It’s been said that a market’s job is to fool and frustrate the most-to cause the most pain. It’s also been said that a market will do the obvious in an un-obvious manner (I picked up that from Linda Raschke). For instance, if a market looks like it is obviously rolling over, it will have sharp retrace rallies to make everyone think, “come on in, the water’s fine.”
As I’ve been saying, human nature never changes. Markets go up and markets go down (duh) but when I tell people (not you people, but the laymen) that the market appears to be headed lower they get quite defensive: “It’ll come back.” “The market always goes up longer-term.” Well, it will and it does but you better have a really long time horizon—somewhere between 25 and 81 years (Landry, Layman’s; Morris, “Investing With The Trend”).
I think the sharp retrace rallies that we’ve seen so far are just that-retrace rallies. So, where would the market be “okay?” Well, as I’ve been preaching, I’d have to see new highs in the indices–not just weekly or monthly, but all-time highs. Then, as a trend follower, I’d have no choice than to just follow along. I’m okay with giving up the move between here and there. I’ll let everyone else try to catch every zig and zag.
Bull Or Bear? Answer The Question!
Through my recent writings including “6 Things That You Need To Do In The Upcoming Bear Market”, videos including “How To Survive And Prosper During The Upcoming Bear Market”, and my last several webinars, I have been cautioning that this could be the big one, Elizabeth (I think that was a title of a column too). Yet, I still have been receiving emails asking me if I’m bullish or bearish.

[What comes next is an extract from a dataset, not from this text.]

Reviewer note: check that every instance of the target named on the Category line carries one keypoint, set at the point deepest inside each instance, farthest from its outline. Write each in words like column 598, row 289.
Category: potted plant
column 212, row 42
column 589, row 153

Well, I guess I need to put that into writing (again?). Gun to my head, I’m bearish. Now, that doesn’t mean that I have completely ruled out the long side. I know that in this business, labels are dangerous. That’s why I have been keeping an eye out for potential longs while looking at thousands of stocks, 100s of sectors & ETFs, and several indices nightly. I also been looking at Gold, Bonds, (that reminds me, I need some powder for chaffing), Silver, and the Dollar. BTW, doing your homework, there’s another secret to trading.
So, Anything Good?
The market has been propped up lately by commodity based issues (read further). Defensive issues such as Foods, Consumer Non-Durables, and Tobacco have also been rallying. I’m not sure that you can build a bull market on just these areas. In fact, I view the action in the Defensive stocks as an actual negative. Read this column about How Rats Leave A Sinking Ship, written about a year ago. Yes, the ship didn’t sink then (although the market has been under water for some periods here and there since) but when things get iffy, you better have a plan and be willing to bail (i.e. stops) just in case. And, BTW, I think we’re in one of those “just in case” times.
Okay, Big Dave, anything looking good? Well, there isn’t always a bull market somewhere (as I preach). So, you have to be careful with that, and most for that matter, Wall Street adages. The good news is that this time, there is—or, at least there appears to be one developing in the commodities—specifically the Energies and Metals & Mining. If you’ve been reading this column (and haven’t killed anyone afterwards through operating heavy machinery—a line stolen from Morris), then you know that I’ve been patiently waiting for these areas to bottom for quite a while. If I only had one secret to trading to reveal, that’s it-patience. You have to resist the temptation to bottom fish and wait for the turn. And, now, we have it. The Energies are up over 19% in just over a week. Ditto for Metals & Mining. I do think it’s time to dip a toe in here. As mentioned recently, we’ve been long the underlying commodity via USO for the Energies for quite some time. And, now’s the time for the representative stocks. Watch for opportunities here and in the Metals. Don’t just buy blindly though. Wait for setups and triggers. If fleshed this all out in detail in yesterday’s Dave Landry’s The Week In Charts. Enjoy:
To The Market
Again, I think what we’ve seen so far has been just a retrace rally. The indices still have a mountain of overhead supply to overcome. Practical technical analysis—and not some mumbo jumbo like price bar counting—is simply reading the mindset of the participants. Anyone who bought the market during the range, will likely be looking to get out at breakeven. Also, anyone who jumped on the eternal money making machine since ’09 and needs some money, will also likely see that as a place to get out. Of course, it’s not a solid wall and the market can do whatever it wants but you have to have a framework to work around. And, it this case, it sure looks like an area of resistance.
So What Do We Do?
On the short side, focus on those areas that have recently rolled over—like Health Services—vs. those areas that are in longer-term downtrends. On the long side, I think commodities are the play right now. Focus on the aforementioned Energies and Metals & Mining. I’m not too excited about the Defensive issues, at least not yet. They tend to be lower in volatility—which makes capturing decent moves more difficult. And, if the SS Sheep Dip sinks, so will they. I like the commodities because they can (and right now are) trading contra to the overall market. Do be careful blindly jumping in on the long side. The water’s not fine.
Best of luck with your trading today!